[O PÉ]


Quando chegamos, o pé, sozinho, dentro de um muito usado sapato branco, já se encontrava sobre a mesa de número 86, vizinha à nossa, a 85. Parecia um pé cortado de véspera, parecia ainda guardar a tristeza dos pés que são cortados um pouco antes, algumas horas antes, aquela tristeza surgida de uma resignação, a tristeza de não mais serem parte de um todo, pé renegado, agora sem serventia, não mais caminhante, não mais flaneur pelas ruas de uma cidade. Era um pé esquerdo. Até que robusto.
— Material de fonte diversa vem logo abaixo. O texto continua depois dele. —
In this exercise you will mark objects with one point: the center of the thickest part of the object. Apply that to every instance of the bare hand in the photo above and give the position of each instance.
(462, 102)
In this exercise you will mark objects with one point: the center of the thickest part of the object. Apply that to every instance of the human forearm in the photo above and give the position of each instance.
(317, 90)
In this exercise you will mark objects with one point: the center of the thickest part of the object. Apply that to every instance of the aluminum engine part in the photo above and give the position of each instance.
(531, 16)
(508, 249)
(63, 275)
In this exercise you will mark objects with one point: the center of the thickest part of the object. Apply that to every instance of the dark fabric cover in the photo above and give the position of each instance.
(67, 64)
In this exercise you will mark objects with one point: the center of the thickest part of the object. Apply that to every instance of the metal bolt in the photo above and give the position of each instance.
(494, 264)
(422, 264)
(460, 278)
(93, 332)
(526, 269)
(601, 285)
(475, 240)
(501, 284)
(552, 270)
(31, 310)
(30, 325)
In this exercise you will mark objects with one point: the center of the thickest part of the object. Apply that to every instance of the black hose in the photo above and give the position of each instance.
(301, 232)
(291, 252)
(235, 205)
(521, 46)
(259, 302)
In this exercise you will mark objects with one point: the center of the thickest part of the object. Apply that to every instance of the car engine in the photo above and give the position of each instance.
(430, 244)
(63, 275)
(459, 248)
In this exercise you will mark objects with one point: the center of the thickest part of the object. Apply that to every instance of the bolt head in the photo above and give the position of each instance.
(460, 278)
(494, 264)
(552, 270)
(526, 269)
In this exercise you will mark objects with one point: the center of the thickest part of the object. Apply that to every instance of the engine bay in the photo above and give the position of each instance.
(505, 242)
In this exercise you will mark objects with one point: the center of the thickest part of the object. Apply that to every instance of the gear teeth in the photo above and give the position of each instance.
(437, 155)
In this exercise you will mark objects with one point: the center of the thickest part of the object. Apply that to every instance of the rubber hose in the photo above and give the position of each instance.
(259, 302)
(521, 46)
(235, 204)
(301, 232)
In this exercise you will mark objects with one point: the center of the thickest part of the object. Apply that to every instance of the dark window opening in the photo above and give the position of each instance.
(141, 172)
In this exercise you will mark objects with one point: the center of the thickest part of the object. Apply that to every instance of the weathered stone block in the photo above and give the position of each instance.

Ao lado dele, junto ao bico do sapato, havia um saleiro, um paliteiro, um amontoado de guardanapos, e uns restos de quem ali almoçara, a não menos triste feição de alguns secos grãos de arroz. Éramos três naquela hora. Vínhamos da parte sul da cidade, tínhamos sede, ao garçom invocamos os mais plenos vasilhames, os de bebida forte. E ficamos. Conversávamos, silenciávamos. Pausas e pontos. Pontos e pausas. Éramos três, depois éramos quatro, pois chegara pelo meio da tarde o Jonas Estivador. De tempos em tempos, olhávamos pelo canto dos olhos para o pé em sua condoída solidão, a mais condoída solidão que pode expressar um pé sobre a mesa, dentro de um sapato branco, cortado de véspera. Jonas Estivador era o de nós o que mais bebia, abruptos tragos, junto com goles de silêncio. Igual ao pé, Jonas Estivador sofria de tristeza das que exalam, das que soltam odores próprios da tristeza. Tão triste era, tão triste estava que poderia ser o pé na mesa ao lado, ambos como que exilados do mundo.